The rapid spread of COVID-19 has resulted in the shortage of medical resources, which necessitates accurate prognosis prediction to triage patients effectively. This study used the nationwide cohort of South Korea to develop a machine learning model to predict prognosis based on sociodemographic and medical information. Of 10,237 COVID-19 patients, 228 (2.2%) died, 7772 (75.9%) recovered, and 2237 (21.9%) were still in isolation or being treated at the last follow-up (April 16, 2020). The Cox proportional hazards regression analysis revealed that age > 70, male sex, moderate or severe disability, the presence of symptoms, nursing home residence, and comorbidities of diabetes mellitus (DM), chronic lung disease, or asthma were significantly associated with increased risk of mortality (p ≤ 0.047). For machine learning, the least absolute shrinkage and selection operator (LASSO), linear support vector machine (SVM), SVM with radial basis function kernel, random forest (RF), and k-nearest neighbors were tested. In prediction of mortality, LASSO and linear SVM demonstrated high sensitivities (90.7% [95% confidence interval: 83.3, 97.3] and 92.0% [85.9, 98.1], respectively) and specificities (91.4% [90.3, 92.5] and 91.8%, [90.7, 92.9], respectively) while maintaining high specificities > 90%, as well as high area under the receiver operating characteristics curves (0.963 [0.946, 0.979] and 0.962 [0.945, 0.979], respectively).

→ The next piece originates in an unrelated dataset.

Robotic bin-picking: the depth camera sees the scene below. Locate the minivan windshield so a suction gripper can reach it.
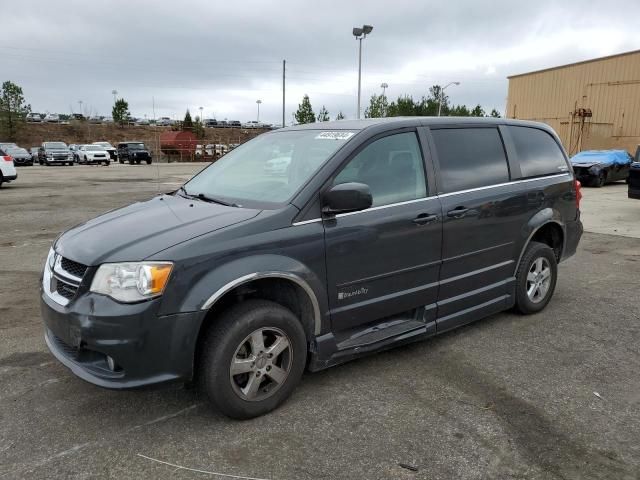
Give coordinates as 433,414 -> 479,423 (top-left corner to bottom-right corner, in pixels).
184,130 -> 355,205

The most significant predictors for LASSO included old age and preexisting DM or cancer; for RF they were old age, infection route (cluster infection or infection from personal contact), and underlying hypertension. The proposed prediction model may be helpful for the quick triage of patients without having to wait for the results of additional tests such as laboratory or radiologic studies, during a pandemic when limited medical resources must be wisely allocated without hesitation.

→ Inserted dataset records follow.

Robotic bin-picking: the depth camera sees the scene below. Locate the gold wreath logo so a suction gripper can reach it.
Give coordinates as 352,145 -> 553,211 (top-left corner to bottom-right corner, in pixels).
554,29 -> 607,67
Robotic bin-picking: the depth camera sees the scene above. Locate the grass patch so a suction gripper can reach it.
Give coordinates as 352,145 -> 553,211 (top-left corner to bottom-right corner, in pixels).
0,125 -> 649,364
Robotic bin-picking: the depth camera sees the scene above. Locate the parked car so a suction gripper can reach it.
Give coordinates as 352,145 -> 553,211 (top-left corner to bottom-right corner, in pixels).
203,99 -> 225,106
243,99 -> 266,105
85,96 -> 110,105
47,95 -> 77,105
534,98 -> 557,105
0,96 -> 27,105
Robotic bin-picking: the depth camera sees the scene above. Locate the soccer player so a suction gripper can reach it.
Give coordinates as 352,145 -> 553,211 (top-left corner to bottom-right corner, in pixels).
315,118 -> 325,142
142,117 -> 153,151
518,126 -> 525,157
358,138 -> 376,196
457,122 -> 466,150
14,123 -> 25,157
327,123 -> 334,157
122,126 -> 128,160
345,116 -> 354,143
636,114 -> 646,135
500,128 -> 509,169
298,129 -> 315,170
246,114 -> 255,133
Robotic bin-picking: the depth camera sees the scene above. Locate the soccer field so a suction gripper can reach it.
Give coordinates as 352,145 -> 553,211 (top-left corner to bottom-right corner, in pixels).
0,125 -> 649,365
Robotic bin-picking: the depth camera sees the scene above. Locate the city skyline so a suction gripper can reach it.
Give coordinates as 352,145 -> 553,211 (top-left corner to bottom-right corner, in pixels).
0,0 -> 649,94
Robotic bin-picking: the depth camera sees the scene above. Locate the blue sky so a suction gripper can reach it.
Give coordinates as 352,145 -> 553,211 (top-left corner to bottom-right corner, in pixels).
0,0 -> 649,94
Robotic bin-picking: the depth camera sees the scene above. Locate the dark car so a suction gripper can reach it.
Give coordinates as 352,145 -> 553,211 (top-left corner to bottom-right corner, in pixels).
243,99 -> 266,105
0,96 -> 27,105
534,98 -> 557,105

新冠病毒(COVID-19)的迅速传播导致医疗资源短缺,这就需要准确的预后预测来有效地对患者进行分诊。本研究使用韩国的全国队列数据,开发了一种基于社会人口学和医疗信息的机器学习模型来预测预后。在 10237 例 COVID-19 患者中,228 例(2.2%)死亡,7772 例(75.9%)康复,2237 例(21.9%)在最后一次随访(2020 年 4 月 16 日)时仍处于隔离或治疗中。Cox 比例风险回归分析显示,年龄>70 岁、男性、中度或重度残疾、有症状、疗养院居住以及合并糖尿病(DM)、慢性肺病或哮喘与死亡率增加显著相关(p≤0.047)。对于机器学习,测试了最小绝对收缩和选择算子(LASSO)、线性支持向量机(SVM)、具有径向基函数核的 SVM、随机森林(RF)和 K 最近邻。在预测死亡率方面,LASSO 和线性 SVM 表现出较高的灵敏度(90.7%[83.3, 97.3]和 92.0%[85.9, 98.1])和特异性(91.4%[90.3, 92.5]和 91.8%[90.7, 92.9]),同时保持特异性>90%,以及高受试者工作特征曲线下面积(0.963[0.946, 0.979]和 0.962[0.945, 0.979])。LASSO 的最重要预测因素包括年龄较大和预先存在的 DM 或癌症;对于 RF,它们是年龄较大、感染途径(集群感染或个人接触感染)和潜在的高血压。该预测模型在大流行期间可能有助于快速分诊患者,而不必等待额外的实验室或影像学研究等结果,在大流行期间,必须毫不犹豫地明智分配有限的医疗资源。